I like your challenge of "not hitting the kids over the head....."

Here is an idea for a project playing off the 1000 Oaks - Like kids, there
is an incredible diversity out there in nature that may be paired with
students somehow.

I remember a great project a teacher did after a visit I'd made - we played
with images of baseball trading cards and kids, instead of sports figures,
chose their own tree to more or less adopt, then created beautiful cards of
their chosen tree, no two alike. On one side, they made images of trees,
their seeds, leaves, or maps of distribution and other natural history
imagery. On the backside, they did research to come up with facts about the
trees, where they grow best - that kind of thing. The finished product is a
real treasure.

Beyond that, though, would be a great step into planting a truly diverse
forest for the future if these kids found a way to each plant one or more
of their own tree.

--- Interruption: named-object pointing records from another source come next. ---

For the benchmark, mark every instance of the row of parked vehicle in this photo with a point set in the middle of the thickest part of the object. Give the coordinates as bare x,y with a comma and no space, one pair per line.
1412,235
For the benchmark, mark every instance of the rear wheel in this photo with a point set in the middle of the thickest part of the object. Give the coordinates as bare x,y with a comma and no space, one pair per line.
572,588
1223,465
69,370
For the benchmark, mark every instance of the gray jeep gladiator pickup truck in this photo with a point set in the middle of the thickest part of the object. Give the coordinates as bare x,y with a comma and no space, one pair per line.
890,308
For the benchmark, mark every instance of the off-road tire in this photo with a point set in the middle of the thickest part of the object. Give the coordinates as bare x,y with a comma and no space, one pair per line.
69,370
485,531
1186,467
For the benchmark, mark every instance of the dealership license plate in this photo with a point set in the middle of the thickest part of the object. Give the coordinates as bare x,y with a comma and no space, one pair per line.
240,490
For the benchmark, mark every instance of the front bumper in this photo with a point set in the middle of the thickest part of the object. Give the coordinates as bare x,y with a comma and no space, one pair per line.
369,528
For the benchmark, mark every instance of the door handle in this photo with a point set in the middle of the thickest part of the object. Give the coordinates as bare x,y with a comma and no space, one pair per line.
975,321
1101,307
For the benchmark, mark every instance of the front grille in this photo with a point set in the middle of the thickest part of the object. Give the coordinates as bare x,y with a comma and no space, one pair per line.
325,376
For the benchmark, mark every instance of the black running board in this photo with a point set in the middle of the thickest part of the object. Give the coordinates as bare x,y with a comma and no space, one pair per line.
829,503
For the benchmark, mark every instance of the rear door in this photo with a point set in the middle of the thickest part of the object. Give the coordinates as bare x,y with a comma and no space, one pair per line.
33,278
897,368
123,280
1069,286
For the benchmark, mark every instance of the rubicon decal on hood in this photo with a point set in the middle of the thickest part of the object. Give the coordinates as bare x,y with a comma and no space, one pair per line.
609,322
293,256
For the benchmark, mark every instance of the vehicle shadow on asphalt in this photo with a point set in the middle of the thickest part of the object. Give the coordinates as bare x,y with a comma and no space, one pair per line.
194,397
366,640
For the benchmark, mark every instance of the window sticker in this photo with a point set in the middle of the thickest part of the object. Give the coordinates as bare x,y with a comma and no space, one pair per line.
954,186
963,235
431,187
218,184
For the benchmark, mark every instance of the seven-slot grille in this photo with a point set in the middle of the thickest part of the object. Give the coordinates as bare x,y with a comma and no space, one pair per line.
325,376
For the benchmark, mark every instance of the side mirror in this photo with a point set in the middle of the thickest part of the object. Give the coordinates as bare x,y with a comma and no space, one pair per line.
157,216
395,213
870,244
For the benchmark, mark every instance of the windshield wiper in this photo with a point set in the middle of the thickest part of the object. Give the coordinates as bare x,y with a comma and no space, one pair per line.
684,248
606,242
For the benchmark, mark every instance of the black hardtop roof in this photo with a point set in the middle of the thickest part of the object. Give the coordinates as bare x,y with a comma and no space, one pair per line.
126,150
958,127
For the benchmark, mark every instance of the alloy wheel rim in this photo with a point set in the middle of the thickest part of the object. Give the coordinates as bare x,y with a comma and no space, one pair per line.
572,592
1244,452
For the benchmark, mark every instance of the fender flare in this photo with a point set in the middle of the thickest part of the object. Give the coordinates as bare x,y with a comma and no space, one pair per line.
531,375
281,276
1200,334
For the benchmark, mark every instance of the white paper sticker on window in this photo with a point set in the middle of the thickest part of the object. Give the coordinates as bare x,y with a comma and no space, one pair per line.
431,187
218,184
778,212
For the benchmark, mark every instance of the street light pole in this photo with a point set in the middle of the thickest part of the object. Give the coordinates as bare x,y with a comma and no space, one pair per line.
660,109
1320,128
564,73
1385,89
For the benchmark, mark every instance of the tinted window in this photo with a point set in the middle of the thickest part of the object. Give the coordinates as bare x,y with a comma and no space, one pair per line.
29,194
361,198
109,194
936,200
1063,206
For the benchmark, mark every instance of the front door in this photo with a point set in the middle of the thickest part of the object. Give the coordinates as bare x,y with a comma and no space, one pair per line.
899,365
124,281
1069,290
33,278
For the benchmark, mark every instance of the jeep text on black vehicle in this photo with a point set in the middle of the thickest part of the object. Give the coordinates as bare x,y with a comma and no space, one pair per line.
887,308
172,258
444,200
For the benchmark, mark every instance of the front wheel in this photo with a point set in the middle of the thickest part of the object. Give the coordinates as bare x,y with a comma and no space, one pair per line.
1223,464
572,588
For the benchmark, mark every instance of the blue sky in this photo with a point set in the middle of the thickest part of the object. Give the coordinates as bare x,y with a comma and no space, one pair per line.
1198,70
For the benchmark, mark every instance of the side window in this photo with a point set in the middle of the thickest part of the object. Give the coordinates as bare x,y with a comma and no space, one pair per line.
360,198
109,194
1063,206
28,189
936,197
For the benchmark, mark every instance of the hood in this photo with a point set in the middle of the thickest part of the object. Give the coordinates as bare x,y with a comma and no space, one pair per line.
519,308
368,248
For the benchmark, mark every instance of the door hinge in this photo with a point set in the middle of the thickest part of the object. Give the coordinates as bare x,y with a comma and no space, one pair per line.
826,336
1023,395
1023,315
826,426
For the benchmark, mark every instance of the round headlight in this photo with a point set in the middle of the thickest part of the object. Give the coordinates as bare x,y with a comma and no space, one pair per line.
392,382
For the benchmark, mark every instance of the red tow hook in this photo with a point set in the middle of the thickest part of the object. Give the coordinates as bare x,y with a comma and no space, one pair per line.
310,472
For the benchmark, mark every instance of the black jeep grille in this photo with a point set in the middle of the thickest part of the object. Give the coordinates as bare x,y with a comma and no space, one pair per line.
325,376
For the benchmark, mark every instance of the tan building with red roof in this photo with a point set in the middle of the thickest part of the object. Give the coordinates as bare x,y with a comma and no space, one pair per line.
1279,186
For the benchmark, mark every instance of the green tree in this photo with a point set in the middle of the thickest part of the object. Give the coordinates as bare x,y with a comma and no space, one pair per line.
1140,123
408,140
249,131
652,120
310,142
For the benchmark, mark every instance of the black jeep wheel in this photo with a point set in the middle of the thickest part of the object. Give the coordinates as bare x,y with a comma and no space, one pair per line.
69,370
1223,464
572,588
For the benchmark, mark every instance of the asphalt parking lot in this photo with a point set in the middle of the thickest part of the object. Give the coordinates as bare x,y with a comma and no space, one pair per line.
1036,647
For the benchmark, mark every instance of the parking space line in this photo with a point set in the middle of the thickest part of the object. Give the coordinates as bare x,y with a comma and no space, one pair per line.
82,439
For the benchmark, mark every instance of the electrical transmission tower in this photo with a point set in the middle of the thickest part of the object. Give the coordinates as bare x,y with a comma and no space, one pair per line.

A far more ambitious way to create a "natural garden,"
this could be done in a way to mimic the ecosystem --- say, have kids
choose the plants needed to make up all the puzzle pieces of an Arizona
forest. If an entire school were involved in this kind of project, a
planting of 500 species could be quite amazing, quite helpful. And, at the
same time, learning how to help the diversity in nature is not an easy task
for us - the real world is so messy, so disordered. (PS give me your
mailing address and I'll send samples of the cards if you like.)